Pour Force Ouvrière, la réindustrialisation commence par un principe clair et non négociable : nous sommes opposés aux délocalisations d'entreprises, en particulier lorsqu'elles sont financées par de l'argent public. On ne peut pas parler de réindustrialisation tout en laissant se multiplier les fermetures de sites, les transferts de production et les suppressions d'emplois qui affaiblissent durablement les territoires.
Après des décennies de désindustrialisation, les conséquences sont lourdes : perte d'emplois qualifiés, disparition de savoir-faire, fractures territoriales et fragilisation des services publics. Sans industrie, il n'y a ni politique de territoire, ni développement économique durable, ni hôpitaux, ni écoles, ni infrastructures, ni ressources suffisantes pour financer les missions de service public.

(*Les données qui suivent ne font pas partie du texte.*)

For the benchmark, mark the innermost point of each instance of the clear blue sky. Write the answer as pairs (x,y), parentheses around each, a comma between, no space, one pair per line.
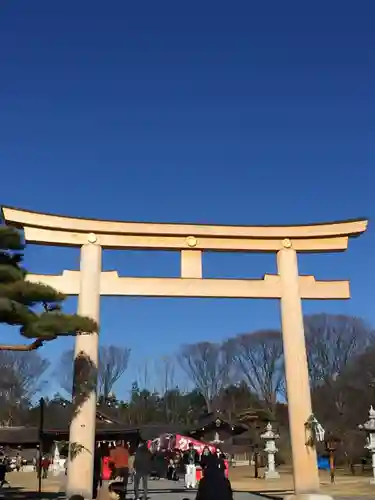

C'est dans ce contexte que le secteur Économie et Service public de la confédération a engagé un cycle de travaux, en invitant les fédérations qui siègent dans les comités de filières à y participer activement, afin de construire des analyses partagées, des revendications solides et des actions capables de peser sur les choix de politique industrielle.
La première réunion, organisée le 9 décembre, a permis de dresser un état des lieux sans concession de la situation de l'emploi industriel et de l'avenir des filières. Le constat est alarmant : fermetures de sites, délocalisations et stratégies de court terme menacent l'appareil productif. Ce travail a rappelé une évidence : sans industrie, il n'y a pas de cohésion sociale ni d'aménagement équilibré du territoire. Il a aussi souligné la nécessité de redonner toute leur place aux organisations syndicales au sein du Conseil national de l'industrie (CNI) et de ses comités de filière.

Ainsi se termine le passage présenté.